Updated Jun 30, 2026

The Secret Word and the Blanks

The heart of Hangman is a single visual: a word you can't see yet, shown as a row of blanks, with the letters you've correctly guessed filled in. Get that one thing working and the rest of the game is steps you hang off it.

So that's where we start. A secret word, a set of letters that have been guessed, and a way to print the word with the right letters showing and the rest hidden.

The pieces we need

Two things:

  • The word - a plain string, like "python".
  • The guessed letters - the letters the player has tried and got right (or tried at all; we'll firm that up next phase). For now, think of it as a small collection of single letters.

The display rule is one sentence: for each letter in the word, show the letter if it's been guessed, otherwise show an underscore.

Walking the word one letter at a time

In Python you can loop straight over a string and you get one character at a time:

word = "python"
for letter in word:
    print(letter)

Run that. Six lines, one letter each. That for letter in word loop is the engine of the whole display - we'll decide, per letter, whether to show it or hide it.

Show it or hide it

For each letter we want a small either/or: the real letter, or an underscore. Python has a compact way to write "this value if a condition is true, otherwise that value":

shown = letter if letter in guessed else "_"
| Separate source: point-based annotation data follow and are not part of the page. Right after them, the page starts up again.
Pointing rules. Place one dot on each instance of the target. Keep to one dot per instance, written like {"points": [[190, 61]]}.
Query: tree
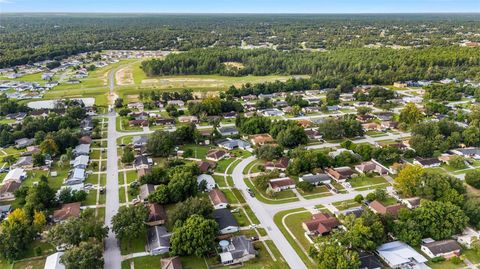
{"points": [[472, 177], [408, 179], [331, 255], [160, 144], [196, 236], [193, 205], [410, 114], [129, 222], [87, 255]]}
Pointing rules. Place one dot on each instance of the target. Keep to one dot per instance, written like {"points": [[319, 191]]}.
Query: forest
{"points": [[28, 38]]}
Read it left to right: letter (use this) if letter in guessed (when it's been guessed) else "_" (otherwise an underscore). The in check asks "is this letter inside the guessed collection?" and gives back True or False.
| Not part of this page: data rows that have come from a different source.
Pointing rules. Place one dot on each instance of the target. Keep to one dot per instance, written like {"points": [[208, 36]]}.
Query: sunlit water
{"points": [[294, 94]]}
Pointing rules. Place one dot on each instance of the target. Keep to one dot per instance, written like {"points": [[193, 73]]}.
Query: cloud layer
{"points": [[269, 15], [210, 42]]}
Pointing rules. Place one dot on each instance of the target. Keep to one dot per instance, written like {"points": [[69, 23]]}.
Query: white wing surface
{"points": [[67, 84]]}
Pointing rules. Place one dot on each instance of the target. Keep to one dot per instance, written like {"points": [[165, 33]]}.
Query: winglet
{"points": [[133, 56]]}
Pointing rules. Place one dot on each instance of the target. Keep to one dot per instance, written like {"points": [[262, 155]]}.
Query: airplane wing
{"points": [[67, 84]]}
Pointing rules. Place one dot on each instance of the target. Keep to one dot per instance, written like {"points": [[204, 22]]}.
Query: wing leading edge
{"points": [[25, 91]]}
Putting the blanks together

Now we glue those per-letter results into one line. We build a list of the shown characters and join them with spaces so the blanks are readable - p _ t _ _ n reads better than p_t__n.

word = "python"
guessed = {"p", "t", "n"}

shown = []
for letter in word:
    if letter in guessed:
        shown.append(letter)
    else:
        shown.append("_")

display = " ".join(shown)
print("Word:", display)

Run it. You should see Word: p _ t _ _ n. The p, t, and n show because they're in guessed; the y, h, and o are still underscores. Change guessed to {"y", "o"} and run again - different letters reveal. This is the game's whole face.

That curly-brace {"p", "t", "n"} is a set - a collection with no duplicates and fast membership checks. It's exactly the right tool for "which letters have been guessed," and we'll lean on it hard next phase. For now, know that letter in guessed against a set is quick and reads like English.
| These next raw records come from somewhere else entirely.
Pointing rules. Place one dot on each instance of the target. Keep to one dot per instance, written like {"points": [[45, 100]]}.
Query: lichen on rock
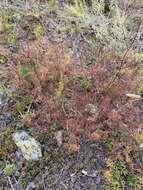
{"points": [[30, 148]]}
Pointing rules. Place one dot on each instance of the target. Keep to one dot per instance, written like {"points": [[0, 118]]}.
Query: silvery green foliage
{"points": [[109, 30]]}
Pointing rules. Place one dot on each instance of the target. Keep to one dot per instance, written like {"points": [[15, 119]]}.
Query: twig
{"points": [[123, 59], [10, 183]]}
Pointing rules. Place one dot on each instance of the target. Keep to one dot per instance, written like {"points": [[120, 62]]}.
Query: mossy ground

Tightening it into a function

We'll need this display in every phase, so let's wrap it in a function that takes the word and the guessed letters and hands back the line to print. Same logic, written more compactly with the if/else expression from before:

def show(word, guessed):
    return " ".join(letter if letter in guessed else "_" for letter in word)

# A few different guess states, so you can see the masking change:
word = "python"
print("Guessed p, t, n ->", show(word, {"p", "t", "n"}))
print("Guessed y, o    ->", show(word, {"y", "o"}))
print("Guessed nothing ->", show(word, set()))
print("Guessed it all  ->", show(word, set("python")))

Run it and read the four lines. The first two mask different letters. The third passes an empty set (set()) - every letter is hidden, all underscores, exactly what a fresh game looks like. The fourth passes set("python"), which turns the string into a set of its letters {'p','y','t','h','o','n'} - every letter is guessed, so the full word shows. That last line is what winning looks like, and we'll use that same idea to detect a win in Phase 3.

Why a set, not a list

You could store guessed letters in a list. A set is the better fit here for two reasons:

List Set
Duplicate guesses Keeps both Ignores the repeat
"Have I guessed this?" Scans the whole list Instant lookup

A player will fat-finger the same letter twice. A set absorbs that without you writing a line of code to handle it. We'll make use of exactly that next.

Where you are

You have a show(word, guessed) function that turns any word plus any set of guessed letters into a clean masked line. That's the screen of your game. Next we make a guess actually do something - add a letter, tell the player hit or miss, and watch the blanks fill in.